Blogging since 1996 regarding past and potential nuclear disasters. Learning about them since about 1968.
Saturday, November 2, 2024
Every Nuclear Waste Factory and Nuclear Waste Dump Should Be Surrounded by Wind Turbines...for protection!
Think about how the terrorists flew the large commercial airliners into the Twin Towers and the Pentagon. Horizontally. The fourth plane was undoubtedly supposed to make an attack on the Capital itself, but was nearly taken over by several heroic passengers, so the terrorists simply dove the plane into the ground near Shanksville, Pennsylvania.
Kamikazi pilots during World War Two did it the same way, diving only if they had to because the situation required it due to "ack-ack" (anti-aircraft fire coming up from the target area) or Allied fighters. Given a choice, it was always a horizontal attack on a ship.

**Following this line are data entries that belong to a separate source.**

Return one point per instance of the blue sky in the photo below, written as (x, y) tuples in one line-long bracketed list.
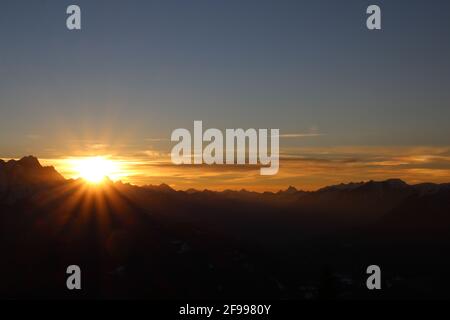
[(139, 69)]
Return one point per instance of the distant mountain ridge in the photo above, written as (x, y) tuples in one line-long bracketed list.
[(29, 172), (214, 243)]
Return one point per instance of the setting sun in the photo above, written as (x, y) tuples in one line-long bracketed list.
[(95, 169)]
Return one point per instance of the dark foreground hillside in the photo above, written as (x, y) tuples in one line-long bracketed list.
[(157, 243)]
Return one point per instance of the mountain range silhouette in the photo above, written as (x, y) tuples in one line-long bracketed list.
[(159, 243)]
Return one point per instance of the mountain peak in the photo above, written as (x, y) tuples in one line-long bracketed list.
[(29, 162)]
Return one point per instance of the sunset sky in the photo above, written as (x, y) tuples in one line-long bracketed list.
[(351, 104)]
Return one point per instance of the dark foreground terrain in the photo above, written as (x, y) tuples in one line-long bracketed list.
[(157, 243)]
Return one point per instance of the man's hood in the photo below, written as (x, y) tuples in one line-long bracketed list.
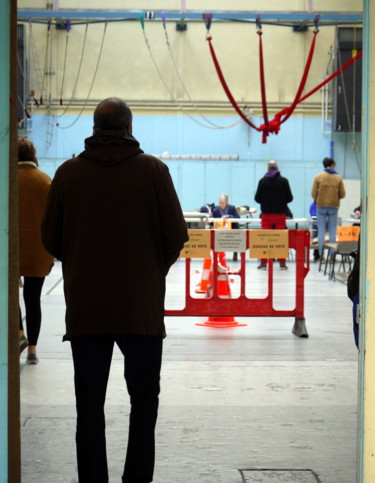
[(110, 155), (110, 147), (272, 173)]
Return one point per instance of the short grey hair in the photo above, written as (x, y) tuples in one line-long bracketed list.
[(112, 114), (272, 165)]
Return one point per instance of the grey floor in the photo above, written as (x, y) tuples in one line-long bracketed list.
[(245, 404)]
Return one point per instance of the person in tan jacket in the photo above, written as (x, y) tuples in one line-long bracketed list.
[(327, 191), (34, 261)]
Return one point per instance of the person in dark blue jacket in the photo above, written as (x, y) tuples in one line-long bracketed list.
[(226, 211)]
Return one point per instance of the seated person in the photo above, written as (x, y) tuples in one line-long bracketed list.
[(226, 211)]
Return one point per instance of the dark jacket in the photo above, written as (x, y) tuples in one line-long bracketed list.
[(353, 278), (273, 194), (114, 220)]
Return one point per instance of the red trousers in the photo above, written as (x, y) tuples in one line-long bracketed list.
[(273, 221)]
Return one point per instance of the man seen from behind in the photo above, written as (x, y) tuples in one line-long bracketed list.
[(114, 220)]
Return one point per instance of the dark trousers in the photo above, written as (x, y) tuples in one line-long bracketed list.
[(92, 357), (273, 221), (32, 289)]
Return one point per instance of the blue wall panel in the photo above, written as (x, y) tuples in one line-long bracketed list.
[(299, 149)]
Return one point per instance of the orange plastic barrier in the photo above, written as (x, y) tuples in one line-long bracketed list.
[(243, 306)]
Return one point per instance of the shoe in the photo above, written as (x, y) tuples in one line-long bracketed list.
[(23, 343), (32, 359)]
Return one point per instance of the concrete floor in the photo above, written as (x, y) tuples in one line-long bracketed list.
[(232, 401)]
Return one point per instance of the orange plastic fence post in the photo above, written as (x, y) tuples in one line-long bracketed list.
[(203, 285), (223, 291)]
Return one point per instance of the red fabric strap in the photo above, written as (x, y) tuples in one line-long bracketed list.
[(263, 88), (226, 88), (273, 126), (332, 76)]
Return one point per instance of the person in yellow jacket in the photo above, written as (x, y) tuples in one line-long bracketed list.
[(34, 261), (327, 191)]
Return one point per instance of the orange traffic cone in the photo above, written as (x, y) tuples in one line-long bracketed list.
[(205, 280), (223, 291)]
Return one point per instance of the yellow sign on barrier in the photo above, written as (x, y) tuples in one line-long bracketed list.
[(198, 245), (269, 244), (348, 233)]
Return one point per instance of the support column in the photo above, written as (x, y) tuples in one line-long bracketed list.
[(366, 395), (4, 230)]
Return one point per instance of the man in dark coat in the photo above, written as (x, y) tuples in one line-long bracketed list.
[(114, 220), (273, 194)]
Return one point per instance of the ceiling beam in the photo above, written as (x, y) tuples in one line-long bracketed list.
[(27, 14)]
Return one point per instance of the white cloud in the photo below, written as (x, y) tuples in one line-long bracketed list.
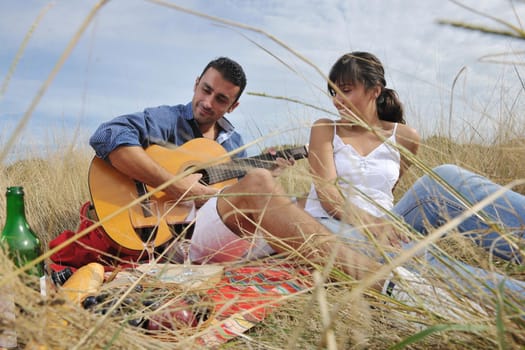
[(137, 54)]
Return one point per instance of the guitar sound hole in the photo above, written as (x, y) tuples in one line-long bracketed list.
[(183, 228), (205, 179)]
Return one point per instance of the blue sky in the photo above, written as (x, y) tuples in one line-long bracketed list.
[(137, 54)]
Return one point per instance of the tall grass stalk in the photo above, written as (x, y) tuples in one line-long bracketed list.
[(338, 312)]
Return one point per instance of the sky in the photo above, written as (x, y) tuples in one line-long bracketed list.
[(136, 54)]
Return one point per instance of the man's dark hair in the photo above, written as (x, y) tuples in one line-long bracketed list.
[(230, 70)]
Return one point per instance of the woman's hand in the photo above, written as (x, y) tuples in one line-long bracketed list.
[(280, 163)]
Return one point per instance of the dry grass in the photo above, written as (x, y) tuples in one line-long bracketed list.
[(333, 315), (55, 195)]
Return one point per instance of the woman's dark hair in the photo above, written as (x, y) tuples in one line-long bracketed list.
[(365, 68), (230, 70)]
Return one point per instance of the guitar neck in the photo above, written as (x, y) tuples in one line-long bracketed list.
[(239, 167)]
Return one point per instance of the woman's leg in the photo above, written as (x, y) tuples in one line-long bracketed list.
[(429, 203)]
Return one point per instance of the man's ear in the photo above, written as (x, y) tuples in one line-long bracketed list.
[(233, 106)]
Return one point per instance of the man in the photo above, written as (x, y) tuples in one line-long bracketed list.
[(247, 220)]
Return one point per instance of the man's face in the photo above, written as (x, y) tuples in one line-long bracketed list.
[(213, 97)]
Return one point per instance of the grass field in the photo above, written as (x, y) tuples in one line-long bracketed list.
[(335, 314), (55, 195)]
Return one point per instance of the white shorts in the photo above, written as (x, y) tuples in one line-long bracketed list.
[(213, 241)]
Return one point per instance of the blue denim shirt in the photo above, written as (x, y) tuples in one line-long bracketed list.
[(158, 125)]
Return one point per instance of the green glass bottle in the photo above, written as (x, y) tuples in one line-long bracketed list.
[(22, 243)]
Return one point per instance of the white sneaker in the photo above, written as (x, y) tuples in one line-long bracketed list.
[(413, 290)]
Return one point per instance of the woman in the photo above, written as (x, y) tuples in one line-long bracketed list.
[(360, 153)]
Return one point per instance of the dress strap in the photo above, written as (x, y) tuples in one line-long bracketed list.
[(394, 132)]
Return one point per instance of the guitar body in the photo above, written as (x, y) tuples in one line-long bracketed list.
[(111, 190)]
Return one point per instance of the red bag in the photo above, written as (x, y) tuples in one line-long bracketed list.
[(95, 246)]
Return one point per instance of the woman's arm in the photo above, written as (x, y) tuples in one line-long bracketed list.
[(322, 166), (408, 138)]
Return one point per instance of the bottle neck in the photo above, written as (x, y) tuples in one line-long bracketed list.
[(15, 207)]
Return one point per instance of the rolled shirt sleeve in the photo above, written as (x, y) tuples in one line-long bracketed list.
[(158, 125)]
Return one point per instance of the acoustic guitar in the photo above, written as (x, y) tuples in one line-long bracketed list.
[(111, 190)]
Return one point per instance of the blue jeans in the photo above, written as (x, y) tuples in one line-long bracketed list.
[(427, 202)]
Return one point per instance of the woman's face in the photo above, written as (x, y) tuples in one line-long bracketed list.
[(355, 94)]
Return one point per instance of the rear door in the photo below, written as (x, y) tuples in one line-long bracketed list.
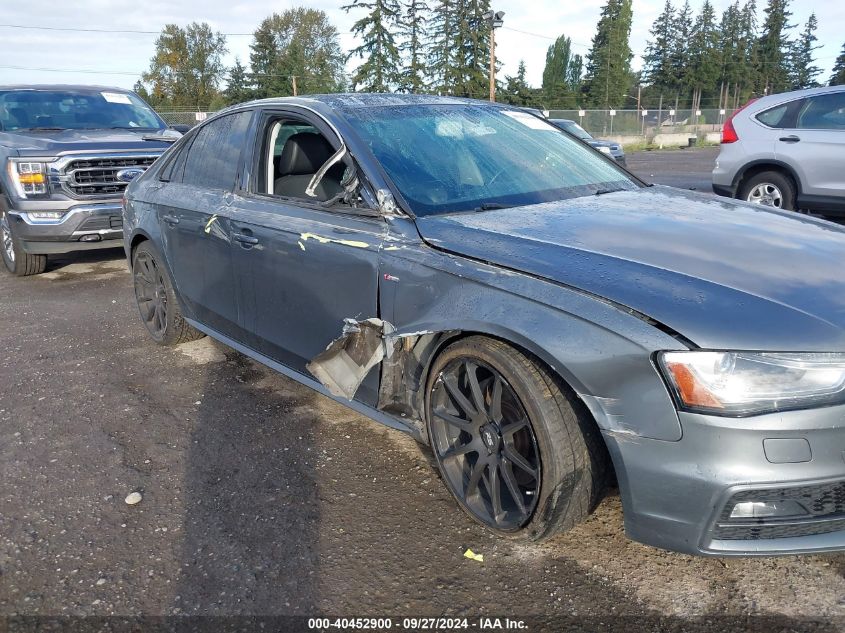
[(303, 268), (815, 145), (195, 221)]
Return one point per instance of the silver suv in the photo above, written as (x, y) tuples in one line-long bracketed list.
[(786, 150)]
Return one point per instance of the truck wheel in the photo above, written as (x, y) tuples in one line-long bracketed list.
[(156, 299), (516, 449), (769, 188), (18, 262)]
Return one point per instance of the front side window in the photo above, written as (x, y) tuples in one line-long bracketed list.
[(34, 109), (824, 112), (445, 158), (214, 156)]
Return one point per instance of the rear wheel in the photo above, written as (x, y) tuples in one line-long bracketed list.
[(18, 262), (156, 299), (769, 188), (519, 454)]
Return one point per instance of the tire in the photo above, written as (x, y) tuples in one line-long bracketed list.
[(157, 303), (560, 442), (18, 262), (771, 188)]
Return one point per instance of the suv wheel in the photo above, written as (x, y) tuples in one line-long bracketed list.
[(516, 450), (769, 188), (156, 299), (18, 262)]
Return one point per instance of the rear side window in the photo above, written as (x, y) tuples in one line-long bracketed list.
[(773, 117), (824, 112), (214, 156)]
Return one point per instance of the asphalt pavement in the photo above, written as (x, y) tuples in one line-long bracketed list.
[(260, 497), (688, 168)]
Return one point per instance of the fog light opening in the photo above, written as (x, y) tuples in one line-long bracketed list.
[(767, 509)]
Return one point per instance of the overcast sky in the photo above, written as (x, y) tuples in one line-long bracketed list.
[(118, 59)]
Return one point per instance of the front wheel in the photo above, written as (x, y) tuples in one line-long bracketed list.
[(769, 188), (156, 299), (17, 261), (519, 454)]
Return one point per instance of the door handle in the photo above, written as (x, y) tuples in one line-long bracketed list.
[(245, 240)]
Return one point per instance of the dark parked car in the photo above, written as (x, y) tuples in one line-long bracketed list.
[(538, 316), (605, 147), (66, 155)]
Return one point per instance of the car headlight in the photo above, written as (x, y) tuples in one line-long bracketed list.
[(29, 178), (750, 383)]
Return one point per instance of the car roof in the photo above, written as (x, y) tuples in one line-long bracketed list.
[(60, 87)]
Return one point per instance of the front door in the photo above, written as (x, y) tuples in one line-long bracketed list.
[(194, 219)]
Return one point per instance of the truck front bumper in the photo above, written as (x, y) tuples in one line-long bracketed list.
[(86, 226), (690, 496)]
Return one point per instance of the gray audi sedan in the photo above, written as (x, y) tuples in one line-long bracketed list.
[(545, 322)]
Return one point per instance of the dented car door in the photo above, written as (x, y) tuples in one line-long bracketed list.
[(302, 271)]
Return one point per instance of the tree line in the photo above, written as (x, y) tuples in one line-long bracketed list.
[(693, 58)]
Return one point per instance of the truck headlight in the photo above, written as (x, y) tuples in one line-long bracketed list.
[(751, 383), (29, 178)]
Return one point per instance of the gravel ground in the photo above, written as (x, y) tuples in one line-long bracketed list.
[(262, 497)]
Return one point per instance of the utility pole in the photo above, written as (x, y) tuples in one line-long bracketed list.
[(494, 19)]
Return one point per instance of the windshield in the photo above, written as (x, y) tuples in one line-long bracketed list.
[(75, 110), (573, 128), (446, 158)]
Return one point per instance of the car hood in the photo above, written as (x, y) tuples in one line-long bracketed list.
[(32, 143), (724, 274)]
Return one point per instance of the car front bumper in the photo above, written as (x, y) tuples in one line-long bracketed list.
[(87, 226), (679, 495)]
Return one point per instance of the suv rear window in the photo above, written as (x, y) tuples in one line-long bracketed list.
[(773, 117)]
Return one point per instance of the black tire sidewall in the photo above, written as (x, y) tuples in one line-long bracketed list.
[(559, 463), (170, 335), (781, 181)]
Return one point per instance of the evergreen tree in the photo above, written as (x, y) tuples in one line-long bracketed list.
[(299, 43), (773, 48), (517, 91), (704, 55), (187, 66), (838, 76), (679, 51), (237, 89), (381, 70), (441, 63), (658, 70), (802, 71), (562, 74), (609, 61), (413, 27)]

Think about what kind of accuracy you would need to dive a commercial jetliner vertically into a reactor. You'd need practice to perform the maneuver, and you'd still need a good bit of luck to hit your mark, since you couldn't possibly practice in real life, with real wind and thermal conditions.
Because of these considerations, there is no BETTER way to protect nuclear waste factories (aka "reactors") or nuclear waste dumps (aka "Independent Spent Fuel Storage Installations" or ISFSIs) from terrorist or even ACCIDENTAL airplane strikes...than surrounding the reactors or ISFSIs with...wind turbines! Who would have thunk it?
These wind turbines would have not effect on normal commercial flights, which are well above even the tallest wind turbine -- not that I have anything against tethered wind turbines that "float" in the upper atmosphere, which most certainly COULD be in the way of commercial airline traffic...except that traffic is all on preplanned routes, first of all, and second of all: We all need speedy cheap long-distance ground transportation.
Dedicated track national transportation systems are far safer per passenger mile than airplanes will ever be able to achieve, use far less energy, and you can't do any external damage (damage to other things) by hijacking a train -- especially a electric train that can be shut off remotely and might not even have a live operator on board! Have you ever tried to intimidate or threaten a machine?